Status: Beta — Specification complete. Tier 0 usable. Tier 1 implementation next.
This walkthrough takes you from zero to a working GOSTA session in about 10 minutes. You'll need any AI assistant that can read files — Claude, ChatGPT, or similar.
A small but real governance session: deciding which 3 features to build next quarter for a product. By the end you'll have domain models, an Operating Document, domain-grounded scoring, a health report, and a Governor decision — all produced by the AI under your control.
Clone the repo and create a session directory:
git clone https://github.com/cybersoloss/GOSTA-OSS.git
cd GOSTA-OSS
mkdir -p sessions/my-first-sessionIf your AI tool has direct file access (no terminal needed), just point it at the repo folder.
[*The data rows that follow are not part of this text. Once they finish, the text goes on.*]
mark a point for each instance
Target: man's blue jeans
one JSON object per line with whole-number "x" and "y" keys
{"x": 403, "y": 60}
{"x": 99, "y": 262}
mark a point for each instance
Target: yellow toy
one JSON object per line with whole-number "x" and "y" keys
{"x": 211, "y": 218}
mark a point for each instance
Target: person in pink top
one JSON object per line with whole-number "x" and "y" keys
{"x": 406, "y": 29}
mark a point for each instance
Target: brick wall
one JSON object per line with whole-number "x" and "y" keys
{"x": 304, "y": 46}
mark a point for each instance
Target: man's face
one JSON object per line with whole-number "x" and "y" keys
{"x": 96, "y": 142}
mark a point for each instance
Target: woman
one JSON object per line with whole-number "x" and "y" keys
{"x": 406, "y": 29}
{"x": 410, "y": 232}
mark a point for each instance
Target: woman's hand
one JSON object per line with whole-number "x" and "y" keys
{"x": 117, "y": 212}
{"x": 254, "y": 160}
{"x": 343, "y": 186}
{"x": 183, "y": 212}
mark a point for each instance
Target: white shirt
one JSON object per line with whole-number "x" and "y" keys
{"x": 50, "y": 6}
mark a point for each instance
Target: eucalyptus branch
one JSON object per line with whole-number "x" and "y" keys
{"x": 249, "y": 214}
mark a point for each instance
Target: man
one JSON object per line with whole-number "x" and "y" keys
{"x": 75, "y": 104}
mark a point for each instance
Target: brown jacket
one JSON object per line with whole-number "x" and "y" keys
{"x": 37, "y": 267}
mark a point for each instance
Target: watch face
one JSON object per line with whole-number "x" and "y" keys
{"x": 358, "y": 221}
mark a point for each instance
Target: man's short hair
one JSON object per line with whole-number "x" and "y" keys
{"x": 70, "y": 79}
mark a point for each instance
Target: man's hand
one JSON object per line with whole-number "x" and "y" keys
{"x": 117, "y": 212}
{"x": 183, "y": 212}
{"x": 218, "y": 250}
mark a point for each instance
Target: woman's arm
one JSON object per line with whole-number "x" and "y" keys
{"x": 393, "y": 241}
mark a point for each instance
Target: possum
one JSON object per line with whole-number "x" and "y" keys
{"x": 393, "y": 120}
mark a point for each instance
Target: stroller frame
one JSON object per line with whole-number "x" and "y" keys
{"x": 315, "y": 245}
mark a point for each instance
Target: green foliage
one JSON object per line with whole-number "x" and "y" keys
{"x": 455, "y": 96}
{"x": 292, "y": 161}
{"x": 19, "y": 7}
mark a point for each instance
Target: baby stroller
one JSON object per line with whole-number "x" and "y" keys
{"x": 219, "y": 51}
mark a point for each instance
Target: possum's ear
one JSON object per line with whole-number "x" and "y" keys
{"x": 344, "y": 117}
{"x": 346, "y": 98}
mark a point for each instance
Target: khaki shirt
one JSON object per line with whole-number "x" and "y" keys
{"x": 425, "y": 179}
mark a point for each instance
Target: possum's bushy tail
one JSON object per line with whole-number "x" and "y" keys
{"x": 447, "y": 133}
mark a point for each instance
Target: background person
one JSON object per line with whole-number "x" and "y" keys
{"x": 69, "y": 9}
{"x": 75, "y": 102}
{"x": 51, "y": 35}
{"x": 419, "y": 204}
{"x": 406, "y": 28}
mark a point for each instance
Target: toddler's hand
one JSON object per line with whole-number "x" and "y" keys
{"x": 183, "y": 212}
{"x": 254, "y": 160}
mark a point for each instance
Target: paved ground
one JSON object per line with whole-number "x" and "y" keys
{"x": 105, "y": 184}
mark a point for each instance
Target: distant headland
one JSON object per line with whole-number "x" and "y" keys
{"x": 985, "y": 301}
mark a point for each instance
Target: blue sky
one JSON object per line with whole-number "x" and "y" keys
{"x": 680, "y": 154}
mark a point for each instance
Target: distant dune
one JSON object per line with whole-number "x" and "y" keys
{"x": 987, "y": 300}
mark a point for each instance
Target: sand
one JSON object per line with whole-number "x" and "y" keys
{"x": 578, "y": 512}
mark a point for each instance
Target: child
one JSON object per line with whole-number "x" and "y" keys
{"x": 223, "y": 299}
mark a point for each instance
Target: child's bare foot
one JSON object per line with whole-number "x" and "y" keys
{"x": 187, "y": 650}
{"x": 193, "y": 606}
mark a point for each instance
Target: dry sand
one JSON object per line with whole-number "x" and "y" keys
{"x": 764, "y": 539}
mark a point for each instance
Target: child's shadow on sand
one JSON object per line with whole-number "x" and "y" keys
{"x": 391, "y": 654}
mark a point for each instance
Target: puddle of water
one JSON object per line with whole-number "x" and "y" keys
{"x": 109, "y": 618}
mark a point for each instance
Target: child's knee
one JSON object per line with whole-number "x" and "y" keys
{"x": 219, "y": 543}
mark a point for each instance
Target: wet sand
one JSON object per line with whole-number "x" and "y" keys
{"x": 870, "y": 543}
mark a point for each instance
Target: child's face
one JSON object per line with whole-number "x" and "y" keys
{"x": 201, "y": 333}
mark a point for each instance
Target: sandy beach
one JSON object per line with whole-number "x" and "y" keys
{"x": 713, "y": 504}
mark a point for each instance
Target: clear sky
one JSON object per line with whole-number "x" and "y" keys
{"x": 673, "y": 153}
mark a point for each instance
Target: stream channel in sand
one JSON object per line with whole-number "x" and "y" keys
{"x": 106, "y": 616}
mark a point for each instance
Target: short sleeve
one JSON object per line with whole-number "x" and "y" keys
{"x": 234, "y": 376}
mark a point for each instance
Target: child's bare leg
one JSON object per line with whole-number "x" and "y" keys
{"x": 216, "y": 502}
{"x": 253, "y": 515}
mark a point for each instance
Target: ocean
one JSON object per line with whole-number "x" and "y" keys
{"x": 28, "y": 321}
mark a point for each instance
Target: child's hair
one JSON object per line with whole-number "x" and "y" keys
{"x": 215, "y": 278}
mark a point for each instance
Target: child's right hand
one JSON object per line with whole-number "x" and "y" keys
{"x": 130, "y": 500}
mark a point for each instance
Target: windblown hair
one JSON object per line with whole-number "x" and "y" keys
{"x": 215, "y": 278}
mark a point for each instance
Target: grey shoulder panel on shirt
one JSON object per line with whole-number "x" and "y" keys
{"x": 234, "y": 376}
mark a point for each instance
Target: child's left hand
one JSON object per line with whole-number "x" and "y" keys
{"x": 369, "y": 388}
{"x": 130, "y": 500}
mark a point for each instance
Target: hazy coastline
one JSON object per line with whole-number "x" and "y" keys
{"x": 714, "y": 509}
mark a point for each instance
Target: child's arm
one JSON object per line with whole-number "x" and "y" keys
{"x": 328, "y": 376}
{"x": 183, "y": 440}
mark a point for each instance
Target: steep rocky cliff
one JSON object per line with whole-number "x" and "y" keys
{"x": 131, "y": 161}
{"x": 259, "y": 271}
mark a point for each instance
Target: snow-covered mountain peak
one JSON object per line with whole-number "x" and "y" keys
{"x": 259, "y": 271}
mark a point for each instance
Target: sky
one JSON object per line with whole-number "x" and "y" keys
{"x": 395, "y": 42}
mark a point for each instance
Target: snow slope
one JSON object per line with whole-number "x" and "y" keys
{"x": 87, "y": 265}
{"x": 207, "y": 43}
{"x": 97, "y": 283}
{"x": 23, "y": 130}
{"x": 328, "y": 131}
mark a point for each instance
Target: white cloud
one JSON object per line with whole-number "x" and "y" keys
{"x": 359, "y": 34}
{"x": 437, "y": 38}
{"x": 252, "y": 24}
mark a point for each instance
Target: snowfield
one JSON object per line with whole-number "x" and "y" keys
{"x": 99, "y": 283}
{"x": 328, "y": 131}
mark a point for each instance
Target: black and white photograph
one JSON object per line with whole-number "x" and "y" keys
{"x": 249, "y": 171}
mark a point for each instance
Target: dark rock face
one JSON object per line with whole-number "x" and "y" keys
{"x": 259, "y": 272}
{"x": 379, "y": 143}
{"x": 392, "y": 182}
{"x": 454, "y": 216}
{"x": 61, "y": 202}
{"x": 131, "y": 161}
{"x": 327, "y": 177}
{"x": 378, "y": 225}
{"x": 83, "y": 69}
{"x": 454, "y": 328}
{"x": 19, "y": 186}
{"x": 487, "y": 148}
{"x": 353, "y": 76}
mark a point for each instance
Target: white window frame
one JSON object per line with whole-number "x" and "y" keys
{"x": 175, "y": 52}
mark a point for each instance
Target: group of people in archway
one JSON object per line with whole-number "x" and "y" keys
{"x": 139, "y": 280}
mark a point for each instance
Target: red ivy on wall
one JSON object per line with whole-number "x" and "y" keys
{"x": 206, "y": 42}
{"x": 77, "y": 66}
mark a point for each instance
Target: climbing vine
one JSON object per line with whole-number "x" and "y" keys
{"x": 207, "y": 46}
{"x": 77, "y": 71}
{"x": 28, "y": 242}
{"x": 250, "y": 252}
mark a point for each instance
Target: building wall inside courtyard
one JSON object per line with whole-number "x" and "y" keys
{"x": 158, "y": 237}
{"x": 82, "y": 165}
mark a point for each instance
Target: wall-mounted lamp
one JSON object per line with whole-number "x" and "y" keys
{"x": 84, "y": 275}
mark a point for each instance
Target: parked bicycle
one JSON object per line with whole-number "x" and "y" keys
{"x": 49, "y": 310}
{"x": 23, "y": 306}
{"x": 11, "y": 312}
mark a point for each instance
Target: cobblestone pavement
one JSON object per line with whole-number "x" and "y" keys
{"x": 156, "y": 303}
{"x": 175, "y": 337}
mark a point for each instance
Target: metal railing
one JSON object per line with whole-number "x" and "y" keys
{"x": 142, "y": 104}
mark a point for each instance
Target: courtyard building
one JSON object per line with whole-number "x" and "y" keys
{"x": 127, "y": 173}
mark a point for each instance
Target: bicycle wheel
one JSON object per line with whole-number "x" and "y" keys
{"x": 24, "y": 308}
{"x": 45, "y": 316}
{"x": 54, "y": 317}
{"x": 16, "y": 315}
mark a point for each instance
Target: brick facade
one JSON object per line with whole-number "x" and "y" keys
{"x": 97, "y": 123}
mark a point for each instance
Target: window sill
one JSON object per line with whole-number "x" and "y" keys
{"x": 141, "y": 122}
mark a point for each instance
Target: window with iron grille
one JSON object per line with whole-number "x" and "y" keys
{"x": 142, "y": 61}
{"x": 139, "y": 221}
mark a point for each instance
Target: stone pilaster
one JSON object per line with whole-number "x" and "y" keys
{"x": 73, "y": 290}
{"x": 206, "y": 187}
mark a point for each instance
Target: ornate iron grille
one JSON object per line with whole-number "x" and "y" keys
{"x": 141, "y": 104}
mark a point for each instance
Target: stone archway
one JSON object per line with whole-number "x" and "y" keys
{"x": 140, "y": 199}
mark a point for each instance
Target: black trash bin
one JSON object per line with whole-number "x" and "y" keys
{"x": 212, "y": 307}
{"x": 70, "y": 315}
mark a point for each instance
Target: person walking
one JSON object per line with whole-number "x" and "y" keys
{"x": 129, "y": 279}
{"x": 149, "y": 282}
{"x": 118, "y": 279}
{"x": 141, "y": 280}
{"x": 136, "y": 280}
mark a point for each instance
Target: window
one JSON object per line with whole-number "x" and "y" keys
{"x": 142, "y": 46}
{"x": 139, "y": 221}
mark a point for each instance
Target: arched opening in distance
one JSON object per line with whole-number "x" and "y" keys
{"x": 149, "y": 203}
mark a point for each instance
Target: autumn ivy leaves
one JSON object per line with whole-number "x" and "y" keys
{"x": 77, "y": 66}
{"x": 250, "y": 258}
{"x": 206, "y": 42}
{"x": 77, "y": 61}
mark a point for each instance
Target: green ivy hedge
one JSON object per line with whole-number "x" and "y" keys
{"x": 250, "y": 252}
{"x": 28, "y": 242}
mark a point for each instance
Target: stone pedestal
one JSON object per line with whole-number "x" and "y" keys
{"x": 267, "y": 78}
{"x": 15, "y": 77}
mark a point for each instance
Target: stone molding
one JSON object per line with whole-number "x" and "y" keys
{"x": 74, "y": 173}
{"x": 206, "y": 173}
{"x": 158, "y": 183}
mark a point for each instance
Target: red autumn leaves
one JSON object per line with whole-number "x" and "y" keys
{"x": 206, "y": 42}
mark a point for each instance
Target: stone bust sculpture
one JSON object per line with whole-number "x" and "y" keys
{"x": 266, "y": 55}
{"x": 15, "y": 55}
It will create directories as it goes.
Open a conversation with your AI assistant and paste this:
Read cowork/startup.md and start a new session.
The AI reads the startup protocol and begins asking you questions in groups. Here's what to expect and what to answer for this walkthrough:
The AI asks for session name, scope type, complexity, mode, independence level, and deliberation preference.
Answer:
Session name: my-first-session
Scope: finite
Complexity: simple
Mode: cowork
Independence: 2
Deliberation: no
Why these choices? Finite scope means we have a clear deliverable. Simple keeps it to 1-2 domain models. Independence 2 means the AI works autonomously within bounds but surfaces decisions. No deliberation — we'll use straightforward sequential assessment for a first session.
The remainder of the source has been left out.